Um brinde à apatia.

Semana passada, tive a oportunidade de brindar com meu ex-amor – ou será ainda amor? – o entorpecimento de nossos corações...

Após algumas semanas de nosso desenlace, espremido entre lágrimas e reflexões profundas sobre o deserto a se pronunciar, então, em nossas vidas, as velhas frases de estímulo como “o que tiver de ser será”, “o destino a Deus pertence”, “agora não dá, mas dê tempo ao tempo”, “preciso de um tempo só comigo”, e outras, enfim, reuni forças para subir a serrinha e buscar meus pertences, pondo termo afinal em nossa história.

Bem, a tarefa revelou-se mais inglória do que se cogitara, a começar pelo caminho – longo, admito; sempre fora, mas, até então, não atinava... Ah, o caminho... Outrora, um passeio pelo campo. Mas, naquele dia, meu Deus, foi-me a “via-crúcis”, em extensão e intensidade. A cada curva, uma lembrança; a cada fragrância exalada do mato, um prazer perdido em nossas páginas já viradas; até os buracos de que fugia me remontavam a seus desmedidos risos de menina quando ali rasgávamos pelo asfalto.
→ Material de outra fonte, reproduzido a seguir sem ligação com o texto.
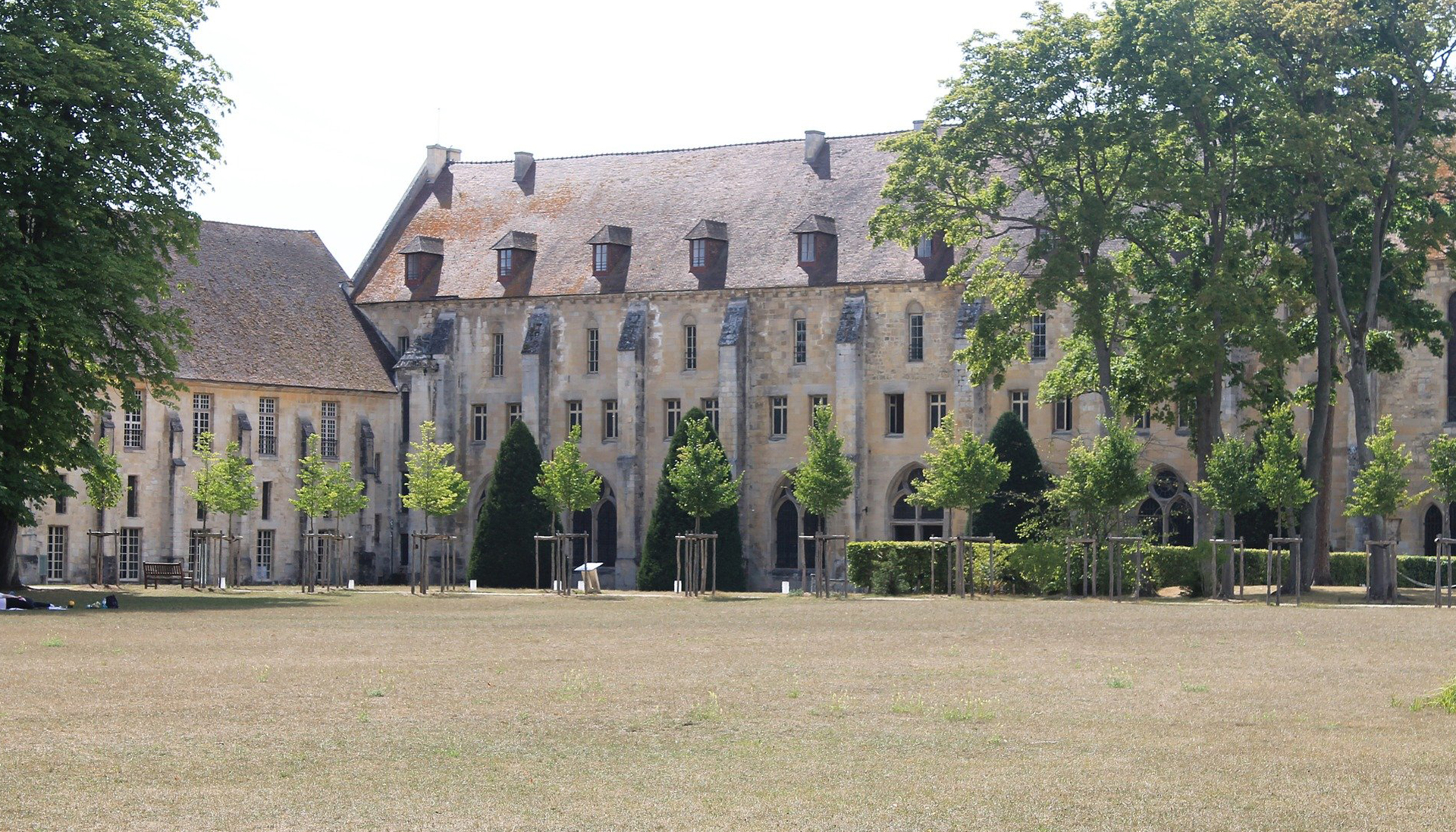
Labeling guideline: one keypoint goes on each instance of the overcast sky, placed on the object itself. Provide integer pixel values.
(335, 101)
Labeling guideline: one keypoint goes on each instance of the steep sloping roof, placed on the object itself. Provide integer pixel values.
(762, 193)
(267, 309)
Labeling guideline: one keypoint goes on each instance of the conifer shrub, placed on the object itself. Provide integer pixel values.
(658, 564)
(1021, 493)
(504, 551)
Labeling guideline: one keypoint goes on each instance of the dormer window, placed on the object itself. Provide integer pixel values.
(422, 259)
(514, 256)
(817, 242)
(708, 253)
(610, 254)
(807, 248)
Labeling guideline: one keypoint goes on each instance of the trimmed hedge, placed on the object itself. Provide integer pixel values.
(896, 567)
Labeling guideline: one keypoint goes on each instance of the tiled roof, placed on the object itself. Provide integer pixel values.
(267, 309)
(761, 193)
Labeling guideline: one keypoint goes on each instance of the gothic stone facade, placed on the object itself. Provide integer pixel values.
(619, 292)
(277, 354)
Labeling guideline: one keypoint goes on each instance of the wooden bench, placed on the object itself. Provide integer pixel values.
(156, 573)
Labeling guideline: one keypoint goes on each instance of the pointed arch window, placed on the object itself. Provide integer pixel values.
(912, 522)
O breu da noite me fora sempre amigo, porque proporcionava amiúde o cumprimento do luar entre as clareiras das copas. Mas, naquela noite... As fragrâncias me sufocavam, as curvas eram escorregadias e jaziam mortuárias; os buracos, armados sorrateiros a me rasgar os pneus... A lua amuava-se, soturna, atrás das nuvens, que despejavam caudaloso pranto sobre a cidade caótica e já submersa.

Mas venci a jornada e alcancei então o velho castelo incrustado na montanha, morada de meu ex-amor – ou será...?...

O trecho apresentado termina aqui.